The company has drawn complaints, particularly from retailers like some Chicago restaurant owners who said many Groupon customers either came only for the discount and didn’t return, or gamed the system by copying coupons and using them repeatedly. Groupon has also spawned a host of competitors. And media companies have wavered between joining with Groupon or competing with it.
The Minneapolis Star Tribune launched a coupon service, called STeals. Cox Media has started DealSwarm. McClatchy is trying to have it both ways: it announced a deal with Groupon in July 2010. Less than a year later, McClatchy said it would launch its own deal service, while continuing to work with Groupon. As AdAge noted, “McClatchy gets 15% of revenue from Groupon deals … on its own, McClatchy could collect as much as 50% from deals it sells and distributes.”
But it may be too late for news organizations to get substantial revenue from this business. Groupon is reported to be considering an initial public offering that could raise as much as $15 billion. With so much capital, Groupon could compete on price and breadth in ways that would overwhelm ordinary competitors. And Groupon has its own challenges. It is possible that so many competitors’ coupons will flood the market that consumers and businesses will begin to tune them out, which would diminish the value of the idea.
Many media companies are trying to raise revenue through more untraditional means. Wired opened a physical “Wired Pop Up Store” in New York City during the winter holidays, where it holds events like a “Geek Dad Family Party.” The store sells gadgets and paraphernalia. New York sponsors a wedding showcase event every year, selling tickets to the public, and sponsorships to national fashion brands; it also caters to local disc jockeys, dress stores, bakeries, and other enterprises in the wedding business.
Such events may be good for branding, but tend not to bring in a great deal of new revenue. The Atlantic is different. It is involved in running about
seventy-five events a year, the most ambitious of which is the Aspen Ideas Festival. “Most magazines do events for advertisers,” says Justin Smith, president of the Atlantic Media Group. “We use the Atlantic brand and editorial prowess for attracting people.” The business, called Atlantic LIVE, also runs events with such names as the Green Intelligence Forum and the Food Summit. They usually include partnerships with organizations tied to the topic. Coverage of the event may appear on The Atlantic’s site or in the pages of the magazine.
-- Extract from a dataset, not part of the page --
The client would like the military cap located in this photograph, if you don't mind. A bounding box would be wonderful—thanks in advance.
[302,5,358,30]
Atlantic LIVE is run separately from the magazine and website and has its own sales group and editors who run the events. It has become a significant source of income for the company. Of the $32 million reported as revenue by the company in recent publicity, as much as $6 million comes from these events.
If the old formula of “adjacency”—selling ads and commercials alongside content—is fading, what will replace it? There are many possibilities, but few are likely, on their own, to provide the stream of dollars that advertising and circulation once did.
It may be most useful to resist the temptation to think about digital journalism economics in terms of moving an old business model to a new realm. The common thread in the strategies described in this chapter is that they demonstrate an embrace of the Internet, rather than an attempt to subjugate it to legacy business models.
When viewed that way, the Internet isn’t a friend or an enemy. It’s reality.